Les règles particulières à certains contrats sont établies sous les titres relatifs à chacun d'eux ; et les règles particulières aux transactions commerciales sont établies par les lois relatives au commerce.»
L'article 1188 du code civil tel qu'invoqué par l'appelante n'est pas ici applicable puisque l'accident du travail litigieux est antérieur à l'ordonnance du 10 février 2016 qui en a modifié la rédaction. Cependant, dans la mesure où la commune de [Localité 3] fait référence à la commune intention des parties, la cour est en mesure de se référer à l'article 1156 du code civil dans sa rédaction applicable au procès, qui dispose : « On doit dans les conventions rechercher quelle a été la commune intention des parties contractantes, plutôt que de s'arrêter au sens littéral des termes.»
A cet égard, il faut d'abord relever qu'il n'existe aucune convention écrite entre les parties. Par ailleurs, le contrat de mise à disposition dont se prévaut l'appelante est fermement discuté par l'intimé, de sorte qu'une telle qualification ne peut être considérée comme résultant de la commune intention des parties.
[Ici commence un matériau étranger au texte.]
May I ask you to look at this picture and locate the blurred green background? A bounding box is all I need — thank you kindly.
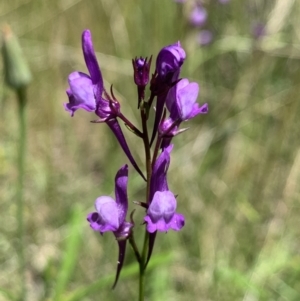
[1,0,300,300]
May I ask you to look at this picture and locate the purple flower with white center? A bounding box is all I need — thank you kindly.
[145,145,185,232]
[197,30,213,46]
[87,165,132,288]
[64,29,145,181]
[189,5,207,27]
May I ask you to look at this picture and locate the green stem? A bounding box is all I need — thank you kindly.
[139,106,152,301]
[16,87,27,301]
[139,232,148,301]
[118,112,143,138]
[140,108,151,200]
[128,234,141,263]
[151,135,162,169]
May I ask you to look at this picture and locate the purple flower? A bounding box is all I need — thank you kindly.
[144,145,184,265]
[87,165,132,288]
[65,29,119,120]
[150,42,186,145]
[64,30,103,117]
[145,145,185,233]
[155,41,186,85]
[166,79,207,121]
[159,79,208,148]
[64,30,145,180]
[166,78,207,121]
[145,191,185,233]
[189,5,207,27]
[197,30,213,46]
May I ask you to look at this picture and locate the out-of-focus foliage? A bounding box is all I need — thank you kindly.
[1,0,300,300]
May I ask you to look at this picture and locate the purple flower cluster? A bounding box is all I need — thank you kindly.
[177,1,267,45]
[176,0,232,46]
[64,29,208,287]
[189,3,215,46]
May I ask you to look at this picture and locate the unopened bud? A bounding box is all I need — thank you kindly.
[132,56,152,106]
[1,25,32,89]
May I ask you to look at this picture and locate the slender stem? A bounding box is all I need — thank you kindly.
[128,234,141,263]
[151,135,162,169]
[140,108,152,201]
[16,87,27,301]
[138,106,152,301]
[147,92,155,116]
[118,112,143,138]
[139,232,148,301]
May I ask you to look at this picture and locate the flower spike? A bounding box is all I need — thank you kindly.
[65,29,207,290]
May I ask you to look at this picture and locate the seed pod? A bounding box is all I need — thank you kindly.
[1,25,32,89]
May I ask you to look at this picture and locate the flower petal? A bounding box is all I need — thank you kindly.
[82,29,104,103]
[177,82,199,120]
[114,165,128,224]
[87,212,103,231]
[145,191,185,232]
[150,145,173,200]
[166,79,199,121]
[64,72,96,116]
[148,191,177,222]
[186,103,208,119]
[169,213,185,231]
[93,196,119,232]
[81,29,103,86]
[156,42,186,83]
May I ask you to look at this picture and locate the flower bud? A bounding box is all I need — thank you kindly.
[132,56,151,87]
[132,56,152,104]
[155,42,185,84]
[1,25,32,89]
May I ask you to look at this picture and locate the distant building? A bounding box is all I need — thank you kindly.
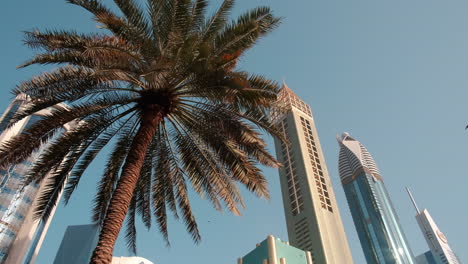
[337,133,415,264]
[415,251,437,264]
[112,256,154,264]
[0,95,67,264]
[271,84,353,264]
[407,188,461,264]
[237,235,312,264]
[53,224,99,264]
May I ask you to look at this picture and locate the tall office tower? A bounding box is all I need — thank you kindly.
[54,224,100,264]
[0,95,64,264]
[271,84,353,264]
[337,133,415,264]
[406,188,461,264]
[237,235,313,264]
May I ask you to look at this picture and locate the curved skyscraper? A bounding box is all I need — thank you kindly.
[337,133,414,264]
[271,84,353,264]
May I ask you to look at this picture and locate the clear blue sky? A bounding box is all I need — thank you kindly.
[1,0,467,263]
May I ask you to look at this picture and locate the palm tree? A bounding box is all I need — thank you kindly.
[0,0,281,263]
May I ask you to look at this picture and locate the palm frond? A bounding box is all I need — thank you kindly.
[92,121,137,223]
[202,0,234,42]
[135,139,154,230]
[0,95,136,169]
[64,114,138,204]
[214,6,281,56]
[125,195,138,254]
[113,0,152,39]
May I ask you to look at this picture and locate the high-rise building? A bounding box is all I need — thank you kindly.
[237,235,313,264]
[337,133,415,264]
[406,188,460,264]
[271,84,353,264]
[0,95,65,264]
[53,224,100,264]
[415,251,438,264]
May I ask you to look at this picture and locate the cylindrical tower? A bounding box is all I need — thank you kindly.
[337,133,414,264]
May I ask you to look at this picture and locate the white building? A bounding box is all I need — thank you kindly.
[112,256,154,264]
[407,188,461,264]
[271,84,353,264]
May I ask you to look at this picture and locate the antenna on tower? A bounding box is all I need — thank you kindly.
[406,187,420,214]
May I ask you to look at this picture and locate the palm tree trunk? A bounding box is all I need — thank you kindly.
[90,106,163,264]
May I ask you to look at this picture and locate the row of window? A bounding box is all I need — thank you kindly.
[294,218,313,252]
[284,91,312,117]
[280,120,304,216]
[300,117,333,213]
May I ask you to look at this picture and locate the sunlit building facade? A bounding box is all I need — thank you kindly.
[407,188,461,264]
[337,133,414,264]
[0,95,63,263]
[112,256,154,264]
[237,235,313,264]
[271,84,353,264]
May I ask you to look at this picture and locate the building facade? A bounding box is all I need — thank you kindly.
[238,235,313,264]
[415,251,438,264]
[0,95,63,263]
[337,133,414,264]
[271,84,353,264]
[407,188,461,264]
[112,256,154,264]
[53,224,100,264]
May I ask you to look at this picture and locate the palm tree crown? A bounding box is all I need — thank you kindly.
[0,0,281,263]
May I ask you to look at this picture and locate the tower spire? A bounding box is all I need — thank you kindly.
[406,187,420,214]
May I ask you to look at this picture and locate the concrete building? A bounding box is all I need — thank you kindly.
[271,84,353,264]
[53,224,99,264]
[337,133,415,264]
[237,235,313,264]
[0,95,65,263]
[407,188,461,264]
[112,256,154,264]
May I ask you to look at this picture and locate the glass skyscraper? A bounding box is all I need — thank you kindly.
[271,84,353,264]
[0,95,63,263]
[337,133,415,264]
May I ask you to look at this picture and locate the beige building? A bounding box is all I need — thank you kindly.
[271,84,353,264]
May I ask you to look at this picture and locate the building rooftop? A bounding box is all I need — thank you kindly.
[271,83,312,123]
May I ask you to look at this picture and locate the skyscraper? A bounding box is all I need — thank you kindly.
[53,224,100,264]
[406,188,460,264]
[337,133,415,264]
[0,95,65,263]
[271,84,353,264]
[237,235,313,264]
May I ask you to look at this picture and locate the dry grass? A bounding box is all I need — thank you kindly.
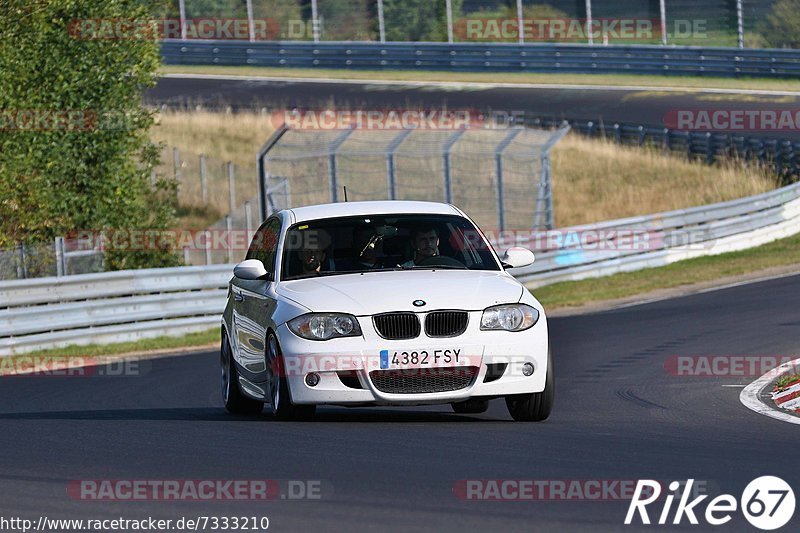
[551,135,776,227]
[150,111,277,228]
[150,110,778,230]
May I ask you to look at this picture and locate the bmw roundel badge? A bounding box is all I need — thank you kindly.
[413,300,426,307]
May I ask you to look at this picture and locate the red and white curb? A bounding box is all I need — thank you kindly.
[740,357,800,425]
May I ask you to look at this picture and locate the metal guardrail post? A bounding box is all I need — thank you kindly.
[386,129,412,200]
[329,127,355,203]
[516,0,524,45]
[495,129,523,233]
[659,0,668,46]
[442,129,467,204]
[200,154,208,205]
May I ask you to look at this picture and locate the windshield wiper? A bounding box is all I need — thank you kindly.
[400,265,468,271]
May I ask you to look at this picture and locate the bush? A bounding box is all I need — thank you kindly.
[0,0,179,270]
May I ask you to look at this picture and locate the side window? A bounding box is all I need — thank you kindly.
[246,218,281,273]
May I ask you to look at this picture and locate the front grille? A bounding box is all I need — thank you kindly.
[425,311,468,337]
[369,366,479,394]
[373,312,421,340]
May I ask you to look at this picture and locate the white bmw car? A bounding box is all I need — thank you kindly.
[220,201,552,421]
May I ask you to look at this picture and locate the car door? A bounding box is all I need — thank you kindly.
[231,217,282,377]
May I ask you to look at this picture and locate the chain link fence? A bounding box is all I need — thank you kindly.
[258,124,570,237]
[158,1,793,48]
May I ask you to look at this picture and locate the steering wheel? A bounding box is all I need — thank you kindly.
[416,255,466,268]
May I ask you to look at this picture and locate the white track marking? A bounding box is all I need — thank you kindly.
[740,357,800,425]
[161,73,800,97]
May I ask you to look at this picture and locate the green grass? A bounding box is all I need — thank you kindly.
[6,329,218,362]
[160,65,800,93]
[532,232,800,310]
[774,373,800,393]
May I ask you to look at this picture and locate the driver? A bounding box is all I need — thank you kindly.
[402,226,440,267]
[298,229,331,276]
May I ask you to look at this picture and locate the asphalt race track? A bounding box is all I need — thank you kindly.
[147,76,800,141]
[1,273,798,531]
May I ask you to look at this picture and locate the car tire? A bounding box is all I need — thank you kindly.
[221,330,264,415]
[451,399,490,414]
[505,353,554,422]
[266,333,316,421]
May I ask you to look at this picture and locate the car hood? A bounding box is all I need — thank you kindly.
[277,270,524,316]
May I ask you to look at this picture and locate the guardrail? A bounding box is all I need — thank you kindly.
[2,180,800,355]
[160,41,800,78]
[0,265,232,356]
[508,181,800,287]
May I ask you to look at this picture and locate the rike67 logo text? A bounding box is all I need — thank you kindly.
[625,477,795,530]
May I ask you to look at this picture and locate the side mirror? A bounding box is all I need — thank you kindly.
[500,247,536,269]
[233,259,270,281]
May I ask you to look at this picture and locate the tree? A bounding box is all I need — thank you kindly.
[761,0,800,48]
[0,0,179,270]
[383,0,463,42]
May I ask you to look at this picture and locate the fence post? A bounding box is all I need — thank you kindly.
[311,0,320,42]
[227,161,236,214]
[659,0,667,46]
[54,236,66,277]
[173,147,181,197]
[495,129,523,233]
[183,246,191,265]
[200,154,208,205]
[736,0,744,49]
[516,0,524,45]
[226,215,234,264]
[585,0,593,45]
[445,0,454,43]
[245,200,254,239]
[204,230,212,265]
[178,0,187,40]
[377,0,386,43]
[329,128,355,203]
[246,0,255,43]
[16,244,27,279]
[442,129,467,204]
[386,129,412,200]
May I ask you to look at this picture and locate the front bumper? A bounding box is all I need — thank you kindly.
[276,311,549,406]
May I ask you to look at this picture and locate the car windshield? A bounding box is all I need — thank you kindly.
[281,214,501,281]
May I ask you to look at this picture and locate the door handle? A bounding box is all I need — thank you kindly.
[234,291,245,303]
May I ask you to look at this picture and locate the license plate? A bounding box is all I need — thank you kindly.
[379,348,462,369]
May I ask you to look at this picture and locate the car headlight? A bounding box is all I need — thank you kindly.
[480,304,539,331]
[287,313,362,341]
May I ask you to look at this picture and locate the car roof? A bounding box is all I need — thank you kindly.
[287,201,462,224]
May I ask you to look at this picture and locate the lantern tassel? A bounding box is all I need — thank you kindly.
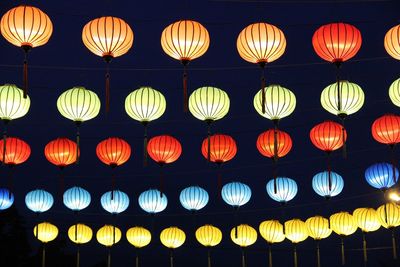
[217,164,222,198]
[362,232,367,266]
[390,146,397,185]
[341,117,347,159]
[76,246,80,267]
[340,237,345,266]
[316,241,321,267]
[2,121,8,166]
[7,166,14,199]
[234,206,239,238]
[42,244,46,267]
[107,247,111,267]
[268,244,273,267]
[136,248,139,267]
[207,122,212,162]
[75,122,81,164]
[170,249,174,267]
[23,55,28,99]
[159,165,164,198]
[105,64,110,113]
[273,159,278,194]
[143,123,148,167]
[327,153,332,191]
[111,172,116,200]
[384,202,388,225]
[183,65,188,113]
[273,124,278,163]
[59,168,65,201]
[293,245,298,267]
[241,248,246,267]
[207,248,212,267]
[260,63,266,114]
[392,229,398,260]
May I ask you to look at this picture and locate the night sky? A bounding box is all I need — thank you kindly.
[1,0,400,266]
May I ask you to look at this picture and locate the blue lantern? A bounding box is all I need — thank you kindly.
[365,162,399,190]
[25,189,54,213]
[266,177,297,203]
[312,171,344,198]
[0,188,14,210]
[138,189,167,214]
[179,186,209,211]
[100,190,130,214]
[63,186,91,211]
[221,181,251,208]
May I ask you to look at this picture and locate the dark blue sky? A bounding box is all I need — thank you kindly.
[1,0,400,266]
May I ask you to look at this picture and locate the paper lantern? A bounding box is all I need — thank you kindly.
[365,162,398,190]
[285,219,308,243]
[0,5,53,97]
[44,138,78,168]
[312,171,344,198]
[101,190,130,214]
[259,220,285,244]
[68,223,93,244]
[310,121,346,152]
[147,135,182,165]
[96,225,122,247]
[34,222,58,243]
[196,224,223,247]
[25,189,53,213]
[138,189,167,214]
[96,137,131,167]
[0,137,30,165]
[63,186,91,211]
[266,177,297,203]
[371,114,400,146]
[0,188,14,210]
[0,84,30,121]
[321,81,364,117]
[353,208,381,233]
[201,134,237,163]
[126,226,151,248]
[160,226,186,249]
[179,186,209,211]
[377,203,400,229]
[389,78,400,107]
[230,224,257,247]
[384,24,400,60]
[306,216,332,240]
[257,129,292,159]
[312,23,362,64]
[221,182,251,208]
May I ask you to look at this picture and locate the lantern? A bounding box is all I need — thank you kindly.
[285,219,308,267]
[384,24,400,60]
[97,225,122,267]
[221,182,251,208]
[126,226,151,267]
[68,223,93,267]
[138,189,167,214]
[312,171,344,199]
[377,203,400,259]
[201,134,237,164]
[0,5,53,97]
[365,163,398,190]
[57,86,100,163]
[330,211,358,266]
[306,216,332,267]
[0,136,30,165]
[100,190,130,214]
[63,186,91,212]
[160,226,186,267]
[259,220,285,267]
[353,207,381,264]
[257,129,292,159]
[372,114,400,146]
[82,16,133,111]
[230,224,257,267]
[266,177,297,204]
[161,20,210,111]
[389,78,400,107]
[25,189,53,213]
[125,87,166,165]
[179,186,209,212]
[34,222,58,267]
[195,224,222,267]
[45,138,78,168]
[0,188,14,210]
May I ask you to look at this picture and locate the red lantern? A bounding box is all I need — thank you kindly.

Enfin, la mise à disposition d'un salarié est organisée par le code du travail dans le seul cadre des dispositions relatives au travail temporaire, et les conséquences d'un accident du travail dans le cadre de telles relations tripartites sont réglementées par les articles L.412-3 et suivant du code de la sécurité sociale, ce qui ne peut être retenu en l'espèce puisque la commune de [Localité 3] n'est pas une entreprise de travail temporaire.
La commune de [Localité 3] échoue donc à établir l'existence d'une relation de travail salariée entre M. [U] et le [1].
De surcroît, le tribunal correctionnel de Bergerac a, par jugement du 14 mars 2017, déclaré la commune de [Localité 3] coupable du délit, commis le 2 août 2010 au préjudice de M. [U], de blessures involontaires par personne morale avec incapacité supérieure à trois mois dans le cadre du travail, ce dont il résulte que la commune de [Localité 3] doit être considérée comme ayant eu conscience du danger auquel était exposé son salarié et qu'elle n'a pas pris les mesures nécessaires pour l'en préserver, éléments caractérisant la faute inexcusable de l'employeur.
Dès lors et dans les limites de l'appel, la cour confirmera le jugement déféré en ce qu'il a retenu que la commune de [Localité 3], employeur de M. [U], ne pouvait tendre à son relevé indemne par le [1].
Y ajoutant, la cour dira n'y avoir lieu à application des dispositions de l'article 700 du code de procédure civile et condamnera la commune de [Localité 3] à payer les dépens de l'appel.
PAR CES MOTIFS :
La cour, statuant publiquement par mise à disposition au greffe,
Dans les limites de l'appel,
Confirme le jugement prononcé le 11 février 2021 par le pôle social du tribunal judiciaire de Périgueux.
Y ajoutant,
Dit n'y avoir lieu à application des dispositions de l'article 700 du code de procédure civile.
Condamne la commune de [Localité 3] à payer les dépens de l'appel.
Signé par madame Marie-Paule Menu, présidente, et par madame Sylvaine Déchamps, greffière, à laquelle la minute de la décision a été remise par le magistrat signataire.